Ils quittent jeux, cerceaux et balles ; ils m’entourent
Avec leurs beaux grands yeux d’enfants, sans peur, sans fiel,
Qui semblent toujours bleus, tant on y voit le ciel !
Les petits — quand on est petit, on est très brave —
Grimpent sur mes genoux ; les grands ont un air grave ;
Ils m’apportent des nids de merles qu’ils ont pris,
Des albums, des crayons qui viennent de Paris ;
On me consulte, on a cent choses à me dire,
On parle, on cause, on rit surtout ; — j’aime le rire,
Non le rire ironique aux sarcasmes moqueurs,
Mais le doux rire honnête ouvrant bouches et cœurs,
Qui montre en même temps des âmes et des perles. —

J’admire les crayons, l’album, les nids de merles ;
Et quelquefois on dit quand j’ai bien admiré :
— Il est du même avis que monsieur le curé.

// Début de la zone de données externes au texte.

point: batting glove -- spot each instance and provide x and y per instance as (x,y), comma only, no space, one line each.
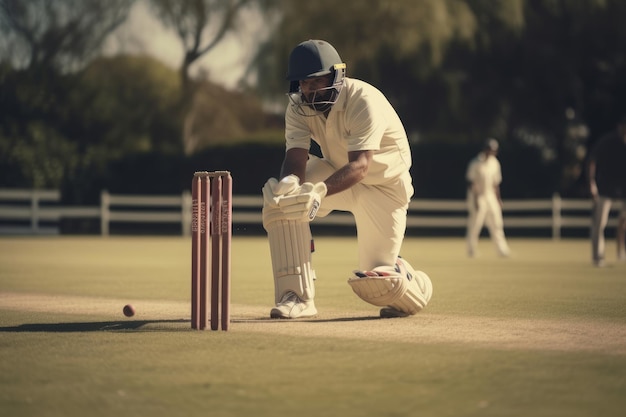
(274,189)
(304,205)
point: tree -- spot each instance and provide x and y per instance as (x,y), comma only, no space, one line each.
(61,34)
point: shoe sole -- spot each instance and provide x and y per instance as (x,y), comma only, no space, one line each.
(277,314)
(391,313)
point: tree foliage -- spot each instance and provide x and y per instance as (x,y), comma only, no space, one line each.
(59,33)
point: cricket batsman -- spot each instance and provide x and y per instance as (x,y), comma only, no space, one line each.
(364,170)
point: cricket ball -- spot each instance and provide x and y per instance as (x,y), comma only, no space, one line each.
(129,310)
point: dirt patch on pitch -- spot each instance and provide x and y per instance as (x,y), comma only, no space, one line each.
(424,328)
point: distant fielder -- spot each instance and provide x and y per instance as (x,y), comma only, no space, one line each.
(364,170)
(607,183)
(484,204)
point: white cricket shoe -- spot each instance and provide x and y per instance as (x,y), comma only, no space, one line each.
(392,313)
(292,307)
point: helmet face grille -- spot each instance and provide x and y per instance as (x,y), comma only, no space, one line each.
(314,58)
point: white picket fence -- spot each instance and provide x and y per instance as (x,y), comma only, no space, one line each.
(39,212)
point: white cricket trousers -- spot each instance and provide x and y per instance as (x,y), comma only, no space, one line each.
(379,212)
(485,210)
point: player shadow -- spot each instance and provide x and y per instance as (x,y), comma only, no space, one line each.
(98,326)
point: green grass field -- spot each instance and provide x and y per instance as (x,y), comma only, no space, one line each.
(540,334)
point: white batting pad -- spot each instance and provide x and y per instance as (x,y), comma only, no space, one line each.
(290,248)
(404,289)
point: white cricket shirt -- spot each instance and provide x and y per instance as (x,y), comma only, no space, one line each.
(361,119)
(484,173)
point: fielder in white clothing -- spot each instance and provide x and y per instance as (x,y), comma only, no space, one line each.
(607,184)
(484,204)
(364,170)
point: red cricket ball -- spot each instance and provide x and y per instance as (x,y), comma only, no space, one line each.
(129,310)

Puis, lorsqu’ils ont jasé tous ensemble à leur aise,
Ils font soudain, les grands s’appuyant sur ma chaise,
Et les petits toujours groupés sur mes genoux,
Un silence, et cela veut dire : — Parle-nous.

Je leur parle de tout. Mes discours en eux sèment
Ou l’idée ou le fait. Comme ils m’aiment, ils aiment
Tout ce que je leur dis. Je leur montre du doigt
Le ciel, Dieu qui s’y cache, et l’astre qu’on y voit.
Tout, jusqu’à leur regard, m’écoute. Je dis comme
Il faut penser, rêver, chercher. Dieu bénit l’homme,
Non pour avoir trouvé, mais pour avoir cherché.
Je dis : Donnez l’aumône au pauvre humble et penché.